Mayor threatens court order
Hannemann tells the governor that the state needs to collect the new tax surcharge
A dispute over whether the city or the state should collect a 0.5 percent general excise tax surcharge could end up in court, possibly derailing a mass transit project for Oahu.
In a letter sent yesterday to Gov. Linda Lingle, Mayor Mufi Hannemann threatened to seek a court order to have the state Department of Taxation collect the taxes if it refused to do so.
The three-page letter asks Attorney General Mark Bennett's office to give a legal explanation by Friday as to why the state would not be able to collect the taxes beginning Jan. 1.
"We really need to know from the state, why can't they follow through and obey the law?" Hannemann said.
Bennett, who is in California, said he could not comment on the letter until he returned to Hawaii on Tuesday.
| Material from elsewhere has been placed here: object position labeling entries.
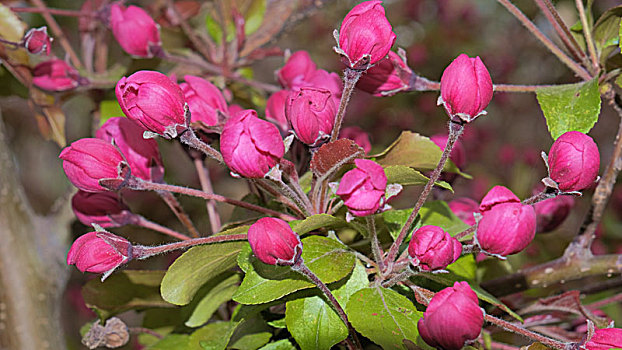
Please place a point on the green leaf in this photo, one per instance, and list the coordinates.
(407, 176)
(314, 323)
(415, 151)
(221, 292)
(124, 290)
(195, 267)
(315, 222)
(384, 316)
(327, 258)
(172, 342)
(572, 107)
(283, 344)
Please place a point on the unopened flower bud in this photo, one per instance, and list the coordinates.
(550, 213)
(452, 318)
(431, 248)
(206, 102)
(365, 36)
(99, 252)
(605, 339)
(311, 113)
(464, 208)
(273, 242)
(154, 101)
(89, 160)
(250, 146)
(507, 226)
(357, 135)
(388, 77)
(134, 29)
(104, 208)
(466, 88)
(573, 161)
(363, 188)
(142, 155)
(56, 75)
(37, 41)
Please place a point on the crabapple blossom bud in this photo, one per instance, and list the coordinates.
(205, 100)
(273, 242)
(56, 75)
(573, 161)
(550, 213)
(154, 101)
(365, 36)
(275, 109)
(104, 208)
(464, 208)
(507, 226)
(311, 113)
(452, 318)
(134, 29)
(142, 155)
(466, 88)
(388, 77)
(357, 135)
(250, 146)
(37, 41)
(363, 188)
(605, 339)
(88, 160)
(99, 252)
(431, 248)
(295, 72)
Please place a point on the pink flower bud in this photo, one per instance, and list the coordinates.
(431, 248)
(88, 160)
(605, 339)
(273, 242)
(550, 213)
(452, 318)
(134, 29)
(99, 252)
(142, 155)
(506, 228)
(154, 101)
(37, 41)
(365, 36)
(105, 209)
(250, 146)
(56, 75)
(295, 72)
(311, 113)
(458, 153)
(362, 188)
(464, 208)
(497, 195)
(574, 161)
(466, 88)
(357, 135)
(275, 109)
(388, 77)
(205, 100)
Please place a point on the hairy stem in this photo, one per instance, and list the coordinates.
(455, 130)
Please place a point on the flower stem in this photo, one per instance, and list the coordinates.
(206, 185)
(580, 71)
(525, 332)
(143, 252)
(141, 185)
(300, 267)
(179, 212)
(350, 77)
(455, 130)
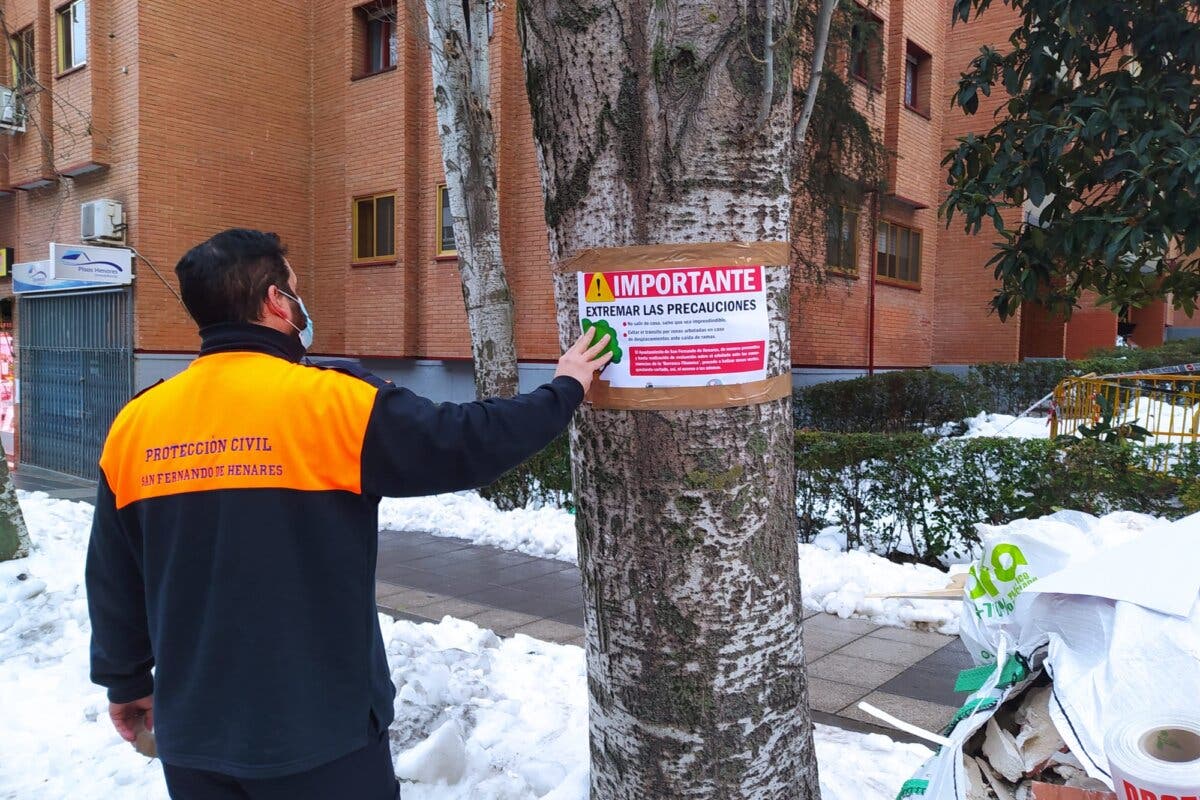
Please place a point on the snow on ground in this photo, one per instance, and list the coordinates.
(477, 716)
(1008, 427)
(832, 582)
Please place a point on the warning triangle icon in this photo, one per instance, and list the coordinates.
(599, 289)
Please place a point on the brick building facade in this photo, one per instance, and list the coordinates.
(283, 114)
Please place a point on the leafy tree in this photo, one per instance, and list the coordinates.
(1098, 140)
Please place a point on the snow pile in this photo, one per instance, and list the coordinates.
(475, 716)
(839, 583)
(832, 582)
(545, 533)
(1008, 427)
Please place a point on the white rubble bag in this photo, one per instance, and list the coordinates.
(1107, 655)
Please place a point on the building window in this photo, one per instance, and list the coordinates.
(867, 49)
(445, 223)
(899, 253)
(377, 40)
(72, 30)
(375, 228)
(841, 240)
(24, 71)
(917, 82)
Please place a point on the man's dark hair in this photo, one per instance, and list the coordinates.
(226, 278)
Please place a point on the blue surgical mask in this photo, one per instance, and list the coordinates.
(306, 332)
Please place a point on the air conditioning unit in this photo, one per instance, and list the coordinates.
(102, 221)
(12, 112)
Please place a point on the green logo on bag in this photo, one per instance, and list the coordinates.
(995, 588)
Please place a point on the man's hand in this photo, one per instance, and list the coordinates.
(127, 716)
(585, 359)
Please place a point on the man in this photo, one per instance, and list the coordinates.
(234, 545)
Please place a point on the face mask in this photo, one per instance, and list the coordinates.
(306, 332)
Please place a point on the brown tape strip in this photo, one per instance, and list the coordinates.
(690, 397)
(684, 254)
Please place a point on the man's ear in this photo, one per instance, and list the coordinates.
(275, 305)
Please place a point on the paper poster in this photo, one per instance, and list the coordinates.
(693, 326)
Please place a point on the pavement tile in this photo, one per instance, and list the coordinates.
(823, 639)
(383, 589)
(953, 656)
(407, 576)
(550, 631)
(930, 716)
(406, 597)
(565, 583)
(573, 615)
(933, 685)
(455, 607)
(517, 601)
(832, 697)
(909, 636)
(531, 569)
(856, 672)
(897, 653)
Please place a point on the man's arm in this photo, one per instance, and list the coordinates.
(120, 642)
(414, 446)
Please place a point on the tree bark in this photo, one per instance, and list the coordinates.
(460, 55)
(13, 533)
(646, 121)
(825, 18)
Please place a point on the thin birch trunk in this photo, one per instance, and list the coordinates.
(460, 53)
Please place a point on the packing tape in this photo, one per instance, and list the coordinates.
(689, 397)
(1156, 757)
(682, 256)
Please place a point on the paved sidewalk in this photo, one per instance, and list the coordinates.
(64, 487)
(424, 578)
(906, 673)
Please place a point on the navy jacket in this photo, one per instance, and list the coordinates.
(231, 570)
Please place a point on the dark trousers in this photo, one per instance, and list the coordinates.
(363, 775)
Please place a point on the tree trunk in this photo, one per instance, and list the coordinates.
(825, 18)
(13, 534)
(646, 121)
(459, 48)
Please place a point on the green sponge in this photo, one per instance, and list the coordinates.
(603, 326)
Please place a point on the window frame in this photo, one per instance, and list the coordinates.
(922, 62)
(916, 252)
(17, 46)
(865, 65)
(438, 241)
(367, 16)
(64, 31)
(376, 256)
(843, 211)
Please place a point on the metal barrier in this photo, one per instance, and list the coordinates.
(76, 366)
(1167, 405)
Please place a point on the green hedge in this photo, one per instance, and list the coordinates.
(912, 494)
(543, 480)
(915, 400)
(922, 495)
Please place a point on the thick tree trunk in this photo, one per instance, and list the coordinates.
(646, 120)
(13, 534)
(460, 55)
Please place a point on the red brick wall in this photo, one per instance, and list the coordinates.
(1151, 324)
(220, 114)
(965, 330)
(225, 136)
(1043, 335)
(95, 120)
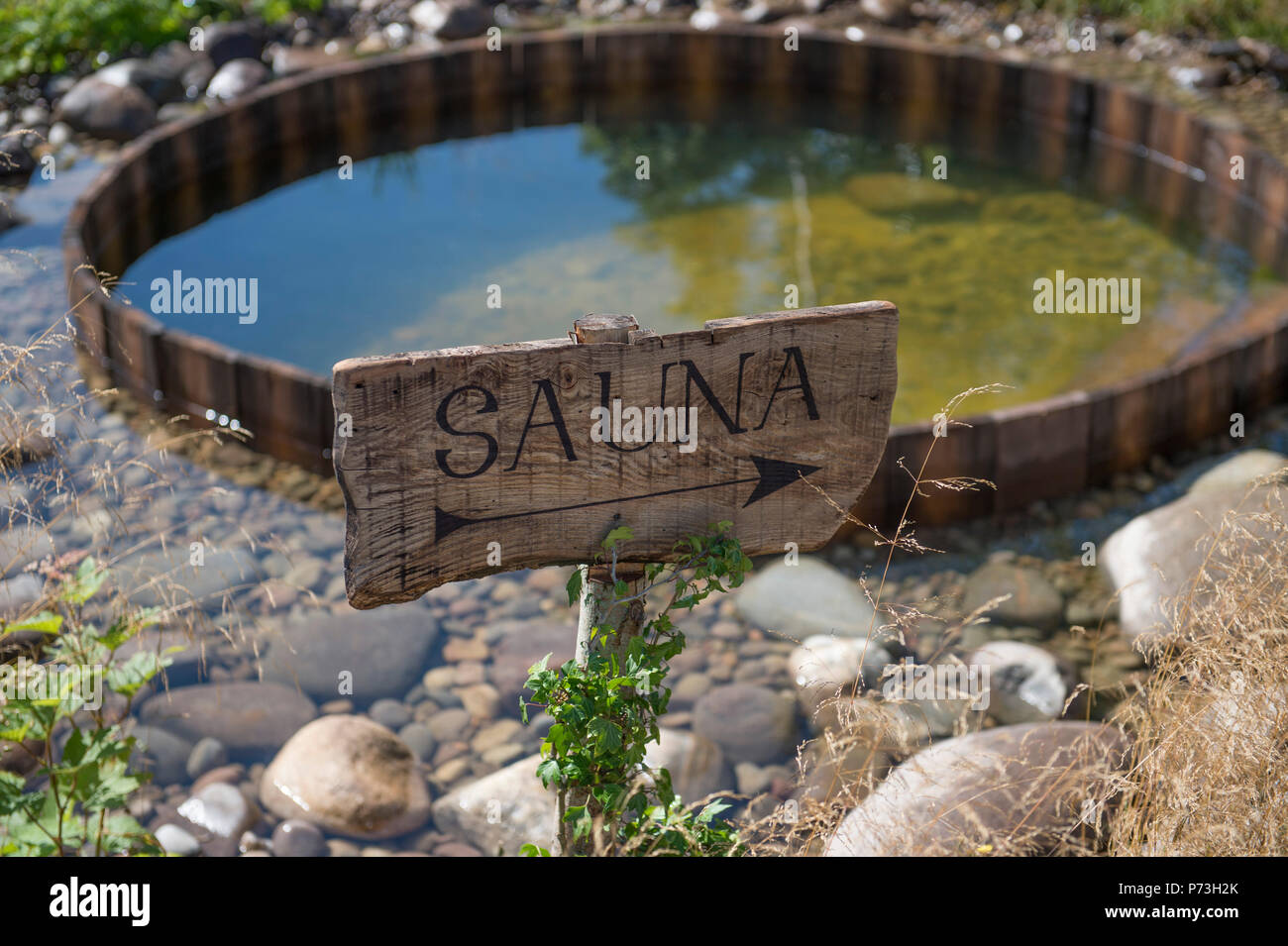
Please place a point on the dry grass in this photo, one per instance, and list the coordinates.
(1211, 777)
(1207, 775)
Tax Director Kurt Kawafuchi did not return calls seeking comment.
The governor and the mayor have been sniping at each other for months over the collection of the tax.
Lingle maintains that the Tax Department cannot collect the taxes because the Legislature did not approve funds to pay for the extra costs. She was on Maui yesterday and would review the letter, said her spokesman, Russell Pang.
But Hannemann said a computer vendor with the Tax Department needs to sign a contract by July 1 to be able to collect the taxes next year.
"Any delay in the collection of the county surcharge on state tax would result in the delay of the city's planned mass transit project," the mayor wrote in the letter. "Such delay may also jeopardize federal funding."
Last year, lawmakers gave the city the authority to levy the new tax for city transit projects, but it also designated that the state should collect the tax. The new county surcharge would add 0.5 percent for Honolulu to the 4 percent general excise tax being paid statewide.
Lingle tried unsuccessfully this past session to get the law changed so that the city would collect the tax.
Funding to assist the state Tax Department to prepare to collect the tax was nixed in the final days of the legislative session.
Lingle said she would consider a request from legislative leaders to go back into a special session to fix the problem.
The mayor said he is also open to having lawmakers reconvene.
"I also asked them, Do they have any other ideas to remedy this situation?" Hannemann said.